In this exercise set, we will be playing with the Transformer model BERT. We will start by moving our workflow to Google Colaboratory, where we can open jupyter notebook (.ipynb) files and run their code using free GPUs. Next, we will explore the stereotype content of a pre-trained BERT model. Finally, we will fine-tune the BERT model to specialize in the `tweet_eval` sentiment classification task.

# 1. Moving to Google Colaboratory

With Google Colab, you can run python notebooks in your browser while getting free access to GPU.

There is a great guide on how to get started with Google Colab [here](https://towardsdatascience.com/getting-started-with-google-colab-f2fff97f594c). You will need a Google account to do so.

If you want to work on this exercise notebook, then it should be as simple as uploading it to your Google Drive, right-clicking and choosing Open With, and then picking Google Colab (if it is not listed, you may have to click Connect more apps first, search for Colab, and install it).

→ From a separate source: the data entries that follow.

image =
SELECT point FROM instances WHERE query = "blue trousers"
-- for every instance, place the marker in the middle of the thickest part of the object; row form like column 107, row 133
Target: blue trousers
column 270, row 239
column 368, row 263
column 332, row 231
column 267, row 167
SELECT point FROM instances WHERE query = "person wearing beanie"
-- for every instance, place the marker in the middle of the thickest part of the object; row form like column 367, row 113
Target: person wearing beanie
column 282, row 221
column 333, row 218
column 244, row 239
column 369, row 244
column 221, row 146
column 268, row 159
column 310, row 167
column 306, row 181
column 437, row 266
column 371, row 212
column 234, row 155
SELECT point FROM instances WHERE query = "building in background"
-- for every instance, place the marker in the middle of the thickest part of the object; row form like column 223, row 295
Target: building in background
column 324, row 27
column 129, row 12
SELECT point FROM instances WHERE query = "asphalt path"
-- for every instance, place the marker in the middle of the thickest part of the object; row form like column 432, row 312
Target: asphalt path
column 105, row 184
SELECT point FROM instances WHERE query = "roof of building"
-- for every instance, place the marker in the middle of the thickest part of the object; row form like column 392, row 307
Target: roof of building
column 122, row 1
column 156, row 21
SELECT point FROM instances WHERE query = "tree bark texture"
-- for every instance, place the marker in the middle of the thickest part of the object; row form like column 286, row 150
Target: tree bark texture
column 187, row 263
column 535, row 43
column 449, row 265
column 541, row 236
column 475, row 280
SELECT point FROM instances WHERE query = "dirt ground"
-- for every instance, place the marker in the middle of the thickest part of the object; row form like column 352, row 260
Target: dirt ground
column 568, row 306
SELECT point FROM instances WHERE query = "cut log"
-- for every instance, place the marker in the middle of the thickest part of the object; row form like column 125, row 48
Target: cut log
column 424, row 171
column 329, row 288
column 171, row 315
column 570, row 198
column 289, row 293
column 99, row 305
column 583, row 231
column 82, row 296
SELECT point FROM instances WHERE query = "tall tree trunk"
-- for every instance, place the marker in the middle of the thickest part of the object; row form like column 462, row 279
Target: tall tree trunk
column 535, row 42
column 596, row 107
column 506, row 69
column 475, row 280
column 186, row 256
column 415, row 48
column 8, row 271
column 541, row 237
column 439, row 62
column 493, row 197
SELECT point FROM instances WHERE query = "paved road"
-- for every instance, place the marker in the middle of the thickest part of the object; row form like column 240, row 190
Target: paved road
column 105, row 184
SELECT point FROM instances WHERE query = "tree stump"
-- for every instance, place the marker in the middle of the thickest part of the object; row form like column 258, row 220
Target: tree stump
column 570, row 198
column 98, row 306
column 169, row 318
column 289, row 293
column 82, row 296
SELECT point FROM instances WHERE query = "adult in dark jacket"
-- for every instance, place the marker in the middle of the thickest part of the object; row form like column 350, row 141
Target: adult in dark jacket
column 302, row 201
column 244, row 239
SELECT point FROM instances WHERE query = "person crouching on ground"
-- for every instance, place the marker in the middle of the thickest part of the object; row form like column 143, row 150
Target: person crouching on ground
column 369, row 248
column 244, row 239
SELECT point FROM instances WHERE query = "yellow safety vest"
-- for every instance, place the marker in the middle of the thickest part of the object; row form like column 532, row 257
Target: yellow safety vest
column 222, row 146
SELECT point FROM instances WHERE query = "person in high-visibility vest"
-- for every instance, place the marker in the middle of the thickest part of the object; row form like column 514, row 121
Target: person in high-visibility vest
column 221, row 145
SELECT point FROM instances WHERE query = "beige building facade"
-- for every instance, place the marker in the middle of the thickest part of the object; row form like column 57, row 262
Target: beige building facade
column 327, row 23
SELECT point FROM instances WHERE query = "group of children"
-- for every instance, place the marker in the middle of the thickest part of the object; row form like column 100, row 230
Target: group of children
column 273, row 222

1. Make sure that your Colaboratory notebook has the GPU enabled. You can do so in the top menu bar, under Runtime. Click Change Runtime Type and make sure the Hardware Accelerator is set to GPU.

2. Run the code below to out what kind of GPU that is, how much memory it has, and how much memory is currently reserved and allocated. We have wrapped this into a function which we could call again later as we use up memory.


In [None]:
# GPU housekeeping code: you do not need to modify anything, simply
# read through it to understand what is going on, and run as is

#if a GPU is available on Google Colab, use it. Otherwise use local CPU.
device = "cuda:0" if torch.cuda.is_available() else "cpu"

# a helper function to format byte counts into KB, MB and so on
def bytes_format(b):
    if b < 1000:
              return f'{b} B'
    elif b < 1000000:
        return f'{round(float(b/1000),2)} KB'
    elif b < 1000000000:
        return f'{round(float(b/1000000),2)} MB'
    else:
        return f'{round(float(b/1000000000),2)} GB'

# a helper function to check the amount of available memory
def memory_report():
  if device!='cpu':
    print(f"GPU available: {torch.cuda.get_device_name()}")
    #print(torch.cuda.memory_summary())
    total = torch.cuda.get_device_properties(0).total_memory
    reserved = torch.cuda.memory_reserved(0)
    allocated = torch.cuda.memory_allocated(0)
  #  free = reserved-allocated  # free inside memory_reserved
    print(f"Total cuda memory: {bytes_format(total)}, reserved: {bytes_format(reserved)}, allocated: {bytes_format(allocated)}")
  else:
    # Print total memory available on CPU
    print(f'hi! im {platform.processor()}, ur cpu, the GPU is not available rn')
    total_memory = psutil.virtual_memory().total
    print(f"Total CPU memory: {bytes_format(total_memory)}")

memory_report()

GPU available: Tesla T4
Total cuda memory: 15.84 GB, reserved: 0 B, allocated: 0 B


In [None]:
device

'cuda:0'

## 2. Playing with Masked Language Models.

1. We are going to explore a smaller version of the pre-trained BERT model that is called "BERT-medium".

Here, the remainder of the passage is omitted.